Tansuğ, bir kolunu Mesut Mercan’ın, diğerini Ercan Kont’un omzuna atmış, onları kucaklamış, “Biz Adana’da her şeyi hallederiz. Biz bize yeteriz” diye kahkahalar atıyordu..
Mesut Mertcan’ın gözü bana katıldı, beni işaret ederek, “Yıldız Gazinosu’nda sunucuyu buldum. Şahin, tiyatrodaki ve sahnedeki birikimleri ile bu işi başarır. Hatta biz her yerde birlikte sahneye çıkar, birbirimizi sunar, birbirimize destek olur, Adana’da takdimciler dayanışmasını gerçekleştiririz” demişti..
***
O dönemde sahnelere pek yabancı değildim, tiyatroda Mesut Mertcan ve Ercan Kont ile birlikte Bünyamin Satanoğlu’nun yönettiği “Casus Kim” isimli oyunda birlikte oynamış, Ticaret Lisesi’nin unutulmaz sanatsal etkinliklerinde Alinur Uğurpakkan’ın yönettiği skeçlerde sunuculuk görevini de elimden geldiğince yerine getirmiştim.
Ercan Kont yaşça en büyüğümüzdü, aramızda 8 yaş vardı. Mesut Mertcan da benden 4 yaş kadar büyüktü. Ancak iyi dostluk kurmuştuk, kendi akranları gibi görürler, her yerde, her zaman sahip çıkar ve kollarlardı. Onlarla birlikte birkaç yerde birlikte sahneye çıkmış, programlar ortaya koymuştuk..
***
Ama onlar, gırgırına yapılmış şeylerdi. Bu ciddi bir organizasyondu ve hata yapmamak, sahnede güçlü olmak gerekiyordu..

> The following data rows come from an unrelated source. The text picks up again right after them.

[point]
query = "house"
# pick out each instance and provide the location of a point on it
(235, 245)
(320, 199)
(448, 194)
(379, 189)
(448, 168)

“Yaparsın, başarırsın. Sen zor zamanların adamısın” sözleri ile beni koşuya bile aldılar, gazı verdiler, üzerime ne giyeceğimi bile kararlaştırıp, şenliğin sunuculuk konusunun halledildiği konusunu kabul ettirdiler..
***
Şehir Tiyatrosu’ndaki açılış gösteriminde ilk sahneye çıkan ben oldum; Çok güzel giyinmiştim, havalıydım da; “Hoş geldiniz” konuşmasından sonra, Ercan Kont’u mikrofona davet ettim, kulise geçtim..
Ercan Kont da o kendine özgü sunumu ve şiirlerinden sonra Mesut Mertcan’ı mikrofona çağırdı. Programın sonraki bölümünü her ikisi oldukça başarılı bir şekilde sürdürerek noktaladılar. Finali üçümüz birlikte veda ederek bitirdik..
En acemi, en genç sunucu olarak, büyüklerime saygılı oldum; Konuşmam için mikrofon verilinceye kadar da tek bir kelime etmedim! Zaten onun için de, hiç vakit olmadı ya; Boşverin!..
***
Kristal Palas’taki gala gecesine Mesut Mercan ve Ercan Kont birlikte gitti, ben Yıldız Gazinosu’nun yolunu tuttum. Orada çok daha rahattım, ilk öneleri sahne arkasından anons yaptım. Son sahneye çıkacak sanatçılar için spot ışıklarının altına geçtim.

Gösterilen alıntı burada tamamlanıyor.